Deadlocks have to have at least two threads involved. To find the other one, you need to print the stack traces of all the other threads immediately before you actually hit the deadlock. So once you’ve found one call that’s part of the deadlock, add a call to the method below just before it.
private static void printAllStackTraces() { Map liveThreads = Thread.getAllStackTraces(); for (Iterator i = liveThreads.keySet().iterator(); i.hasNext(); ) { Thread key = (Thread)i.next(); System.err.println("Thread " + key.getName()); StackTraceElement[] trace = (StackTraceElement[])liveThreads.get(key); for (int j = ; j < trace.length; j++) { System.err.println("\tat " + trace[j]); } } }
You’ll get a whole bunch of threads and with a bit of digging around to see exactly what the code is doing in each thread you’ll probably find a pair of threads like below that are waiting on each other (package names removed to make things shorter):
Thread Thread-14 at Object.wait(Native Method) at java.lang.Object.wait(Object.java:474) at EventQueue.invokeAndWait(EventQueue.java:848) at SwingUtilities.invokeAndWait(SwingUtilities.java:1257) at CachingFileDownloader.run(CachingFileDownloader.java:204) at WorkerThread.run(WorkerThread.java:49) Thread AWT-EventQueue-2 at Object.wait(Native Method) at Object.wait(Object.java:474) at CachingFileDownloader.waitUntilDownloadComplete(CachingFileDownloader.java:290) <snip>
Yep, the swing thread is waiting on the download and the download thread is trying to do something on the swing thread via invokeAndWait. It’s actually trying to close the download progress dialog which can most likely just use an invokeLater, thus avoiding the deadlock.

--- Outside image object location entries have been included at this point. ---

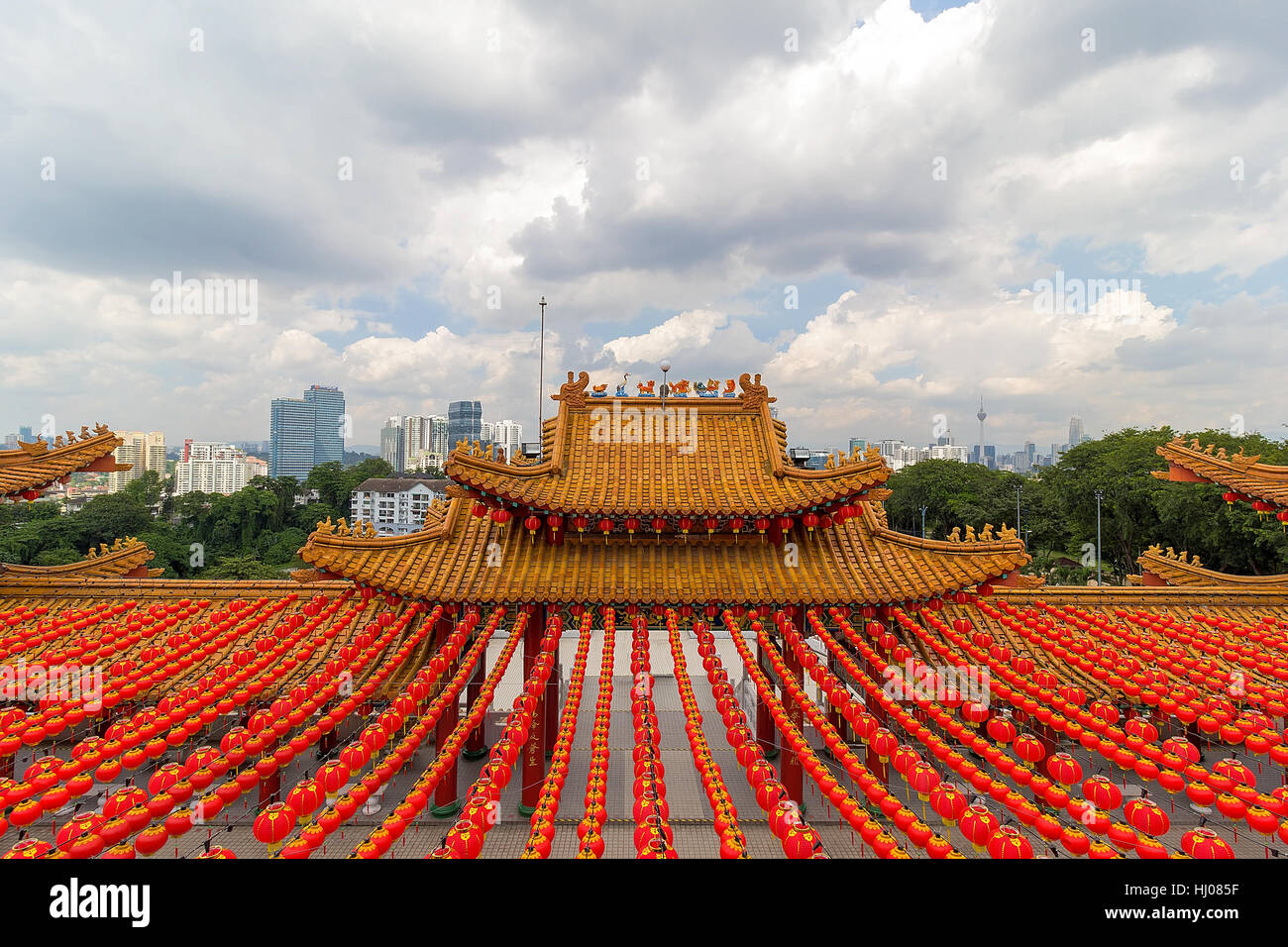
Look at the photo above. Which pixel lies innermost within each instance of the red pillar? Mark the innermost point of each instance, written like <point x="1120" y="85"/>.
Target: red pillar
<point x="833" y="715"/>
<point x="270" y="789"/>
<point x="476" y="744"/>
<point x="550" y="729"/>
<point x="446" y="802"/>
<point x="533" y="772"/>
<point x="879" y="768"/>
<point x="765" y="736"/>
<point x="790" y="767"/>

This is also a really good example of why I put SwingUtilities.invokeAndWait at the top of my hit list. Also, the actual call to invokeAndWait that I put the debugging above, wasn’t really involved in the deadlock, it just happened to need to wait on the Swing thread as well and wound up waiting forever because the other two threads were deadlocked with each other.
As a side note, I think this is the first time since we started publishing the twice daily builds to my blog automatically that I’ve had a catastrophic failure where I couldn’t post at all. That’s not a bad run considering it’s been at least a couple of years living on the edge.
Sigh, and upon hitting save I find that the debugging code I added above can cause security exceptions when triggered as part of our form submission process in Safari (but not FireFox) on OS X. So if you originally saw this post with no content, that would be why…